RECIEN
(TE) ROBO
O cómo
la literatura se volvió mi amante/madre
La clase de Didáctica de la Lengua y la Literatura acabó
temprano. Luz dijo que iba al consultorio médico, que la acompañara y después tomáramos juntos el colectivo. No,
le digo, te espero acá, sentado en el pasillo. Ella no sabía, pero yo, desde
afuera, oía la clase que un profesor que no conocía daba a extraños de no sé
qué carrera. Hablaba, tras la puerta vidriosa, de Foucault y el nacimiento de
la prisión. Yo lo oía todo y me temblaban de alegría los ojos. A los pocos
minutos, volvió Luz, y yo la acompañé, girando el cuello de modo inverosímil
para llevarme dos palabras más del hombre.
Es que mamá no me contaba historias. Yo las
oía en la tele, en una canción de cuarteto, en lo que un tipo-mientras compraba
tomates-le contaba al verdulero. Supongo que mi niñez careció de la palabra
adulta, de esa contadora, armadora del globo terráqueo que le invade a uno la
conciencia desde pequeño. Nadie me dijo quién era yo ni por qué rayos un buen
día aparecí en el planeta. Las cosas alrededor acontecían y me atravesaban y yo
no les sabía el nombre. Era un niño que imaginaba
lo bueno y lo malo, peor no lo sabía.
Un día me hablaron de un dios de nombre extraño. Se llamaba con Y y con H y con
V. Lo abarcaba todo; hasta al lenguaje. De él tuve que aprender mi nombre y mi
sentido, para qué mis pies y mis vientos y mi melancolía contra la tarde herrumbrada
de la sombra de los palos borrachos ¡cómo lo amé! ¡qué rientes hemos sido
juntos! Pero ya está dicho que uno sólo ama aquello que destruye. Tuve que
matarlo. Lo amé hasta volverme su asesino más dulce. Y lo mato cada día-como un
pan mío de hombre humano-baldosa a baldosa. Y matarlo fue como quitarme el
nombre y quedarme de nuevo con la cabeza desnuda. Y sin pelos. Y no acostumbro
usar sombrero. Percibo antiestética mi mente bajo alguno. Yo tomé los pedacitos
de mi mente y fabriqué una choza nueva en la isla de siempre. En la única isla.

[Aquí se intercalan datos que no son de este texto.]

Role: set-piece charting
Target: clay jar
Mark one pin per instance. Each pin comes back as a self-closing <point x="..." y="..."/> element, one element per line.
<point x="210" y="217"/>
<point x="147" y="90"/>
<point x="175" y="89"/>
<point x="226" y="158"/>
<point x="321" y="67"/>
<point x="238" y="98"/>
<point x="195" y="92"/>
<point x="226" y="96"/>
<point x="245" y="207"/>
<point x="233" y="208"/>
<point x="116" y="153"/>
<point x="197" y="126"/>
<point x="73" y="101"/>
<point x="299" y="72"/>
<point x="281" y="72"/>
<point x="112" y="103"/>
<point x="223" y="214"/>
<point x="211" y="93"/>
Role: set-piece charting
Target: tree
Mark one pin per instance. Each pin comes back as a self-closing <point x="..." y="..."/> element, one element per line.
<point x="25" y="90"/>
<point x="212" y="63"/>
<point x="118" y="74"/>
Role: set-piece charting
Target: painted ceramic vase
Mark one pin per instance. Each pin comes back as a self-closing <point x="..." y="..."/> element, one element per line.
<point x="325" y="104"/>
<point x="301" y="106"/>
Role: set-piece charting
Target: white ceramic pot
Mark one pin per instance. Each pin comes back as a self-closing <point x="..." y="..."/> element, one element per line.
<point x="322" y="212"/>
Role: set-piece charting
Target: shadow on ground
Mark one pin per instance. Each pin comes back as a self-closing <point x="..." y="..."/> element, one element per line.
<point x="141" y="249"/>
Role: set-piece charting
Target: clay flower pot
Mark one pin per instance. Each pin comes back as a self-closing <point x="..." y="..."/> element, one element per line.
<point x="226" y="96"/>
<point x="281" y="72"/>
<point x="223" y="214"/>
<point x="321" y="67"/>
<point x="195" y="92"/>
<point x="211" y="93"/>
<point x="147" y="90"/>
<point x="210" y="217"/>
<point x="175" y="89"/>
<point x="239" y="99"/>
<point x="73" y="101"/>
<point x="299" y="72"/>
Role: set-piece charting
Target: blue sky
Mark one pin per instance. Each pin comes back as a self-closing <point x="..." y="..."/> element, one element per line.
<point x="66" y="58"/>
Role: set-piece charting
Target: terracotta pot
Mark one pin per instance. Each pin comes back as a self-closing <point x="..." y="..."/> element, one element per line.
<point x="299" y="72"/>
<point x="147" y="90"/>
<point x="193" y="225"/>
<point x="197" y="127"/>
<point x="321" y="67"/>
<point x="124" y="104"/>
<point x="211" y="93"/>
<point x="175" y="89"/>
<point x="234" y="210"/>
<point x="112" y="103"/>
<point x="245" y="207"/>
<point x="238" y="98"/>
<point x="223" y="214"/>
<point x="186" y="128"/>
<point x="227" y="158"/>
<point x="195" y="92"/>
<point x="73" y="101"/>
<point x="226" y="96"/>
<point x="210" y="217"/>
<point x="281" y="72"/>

La misma a la que arribé cuando, de pequeño, mamá me privó de su teta porque
quedó embarazada de mi hermana y, según le habían contado, no era bueno que me
siguiera amamantando. Me arrebataron a mi madre, los adultos con sus historias
chuecas. Mi madre misma, ella sola, se me arrebató, se me quitó, me no dio su
leche.
Años después, en el cuarto que compartía con
mis dos hermanos, entró mamá de noche. Mi hermano menor no lograba dormirse, y
entonces mamá vino a cantarle. Era una canción para él. Mamá se la cantó a él y
a nadie más. Se trataba de Pinocho, de que estaba malherido y lo llevaban al
hospital de los muñecos. Era para el menor. Pero no pude resistirlo: la escuché
yo. La escuché toda y me la guardé para mí adentro del cuerpo y nunca más pude
soltarla ¡sí, la robé, como a mí me robaron la teta! ¡yo mismo con todos mis
ojos se la quité a mi hermano, y la disfruté y la entendí y fui más feliz que
él mientras la oía! ¡así de malo me he vuelto! Y no paro de leer y escribir y
pensar y decir palabras y libros y mundos y ex mundos y pos mundos y pre mundos
y noches y autos y dragones y paraguas.
Desde esa noche-ahora lo sé-me voy vengando y
robándole a otros lo que es de ellos, robándome las historias de los otros.